In late nineteenth-century British India, native contractors, seasonal labourers and various building trade communities (bricklayers, carpenters, stone cutters, stone masons, earth workers, blacksmiths) worked on the construction sites in and around the city of Pune. Construction skills were passed on from generation to generation through forms of on-site apprenticeship.

Up until today the majority of construction workers is trained on the job. Yet, since 1889, a number of technical schools offering practical courses in the building trades have been established in Pune on private or government initiative. While the emergence and expansion of civil engineering education in Pune has been recorded in literature, much less is known on these vocational schools. Who where the founders of these institutes and what were their motives? What was the share and success of building related courses in these schools? Were new construction methods thought? In which format was education organised?

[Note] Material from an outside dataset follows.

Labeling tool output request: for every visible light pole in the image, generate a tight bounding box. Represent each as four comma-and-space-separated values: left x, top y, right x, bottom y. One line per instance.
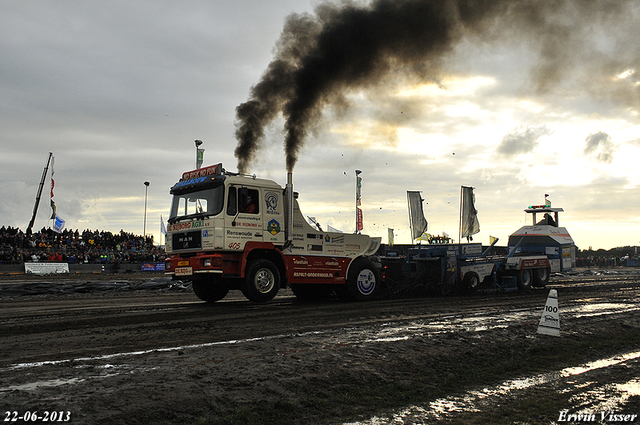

In an attempt to answer these questions, this paper analyses a combination of informational brochures, administrative documents and student records of three institutes offering practical courses in the building trades before 1980: The Victoria Jubilee Memorial Technical School (1889, now Shri Chhatrapati Shivaji Industrial Training Centre), the Training Centre for War Disabled Aundh (1949, now Industrial Training Institute Aundh) and St. Joseph’s technical institute (1959). A comparison with literature on the emergence of vocational schooling for building craftsmen in the West (Addis, Bertels, Carvais and Nègre, Clarke) highlights similarities and differences and places this study in an international perspective.